Kurdish is often portrayed as a linguistic unity, but an examination of phonological structures in the language reveals substantial internal variation. In this study, we examine the geographic distribution of vowels and consonants in the phonological inventories of 125 Northern Kurdish (Kurmanji) and Central Kurdish (Sorani) varieties in the Database of Kurdish Dialects, and their patterning in individual words from all of these data sets. The data reveal a stable set of core vowels and consonants, along with peripheral phonemes of both types that demonstrate a high level of variation in geographic distribution and frequency. Segments with significant distributional restrictions include front rounded vowels, uvular consonants, a contrastive aspirated stop series, emphatic alveolar obstruents, and pharyngeals ʕ and ħ. An analysis of these patterns gives modest confirmation of the well-known Northern vs. Central Kurdish dialect division, but shows that the phonological distinction between the two is best characterized in terms of tendencies rather than exact, regular correspondences. Beyond many other individual isoglosses in the data that cross-cut one another, there is a weak pattern of transition between the two major dialect areas; limited diffusion of phonological innovations to varieties at the geographic periphery of the language; and more direct influence of language contact on the phonological structures in certain regions. Alongside these various configurations of areal distribution, and in contrast to them, there is a strong, overarching pattern of non-directional phonological variability among varieties, which points to the local nature of phonological changes across the language area.

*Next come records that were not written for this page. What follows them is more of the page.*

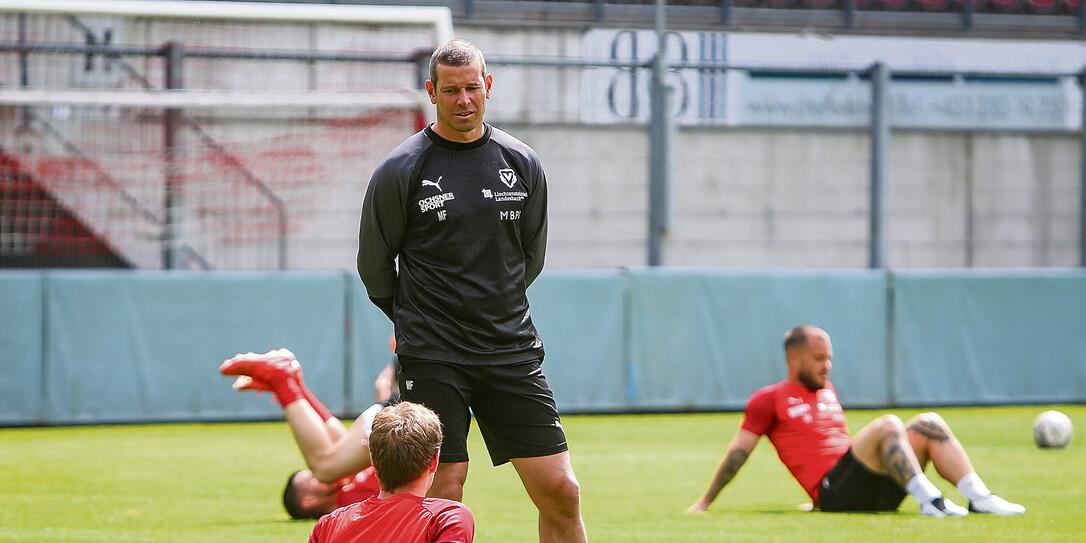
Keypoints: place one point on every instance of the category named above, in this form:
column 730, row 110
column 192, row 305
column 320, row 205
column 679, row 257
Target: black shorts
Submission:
column 515, row 407
column 850, row 487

WOWA — Word Order in Western Asia

The focus on Western Asia is motivated by an overarching research interest in the areal diffusion of word order regularities; specifically, we investigate the respective impact of inheritance (the genetic affiliation of the languages concerned, e.g. Turkic, Semitic, etc.) and the impact of neighbouring languages, related or not, in shaping word order in usage. In addition, we address the issue of which aspects of word order are stable within a particular doculect, and which display corpus-internal variability.

More generally, this is connected to the issue of integrating variation into typology. Finally, WOWA is the only cross-linguistic data-base of its type that includes exclusively spoken language, and thus provides an important corrective to much ongoing work in corpus-based typology, which is still largely based on written language.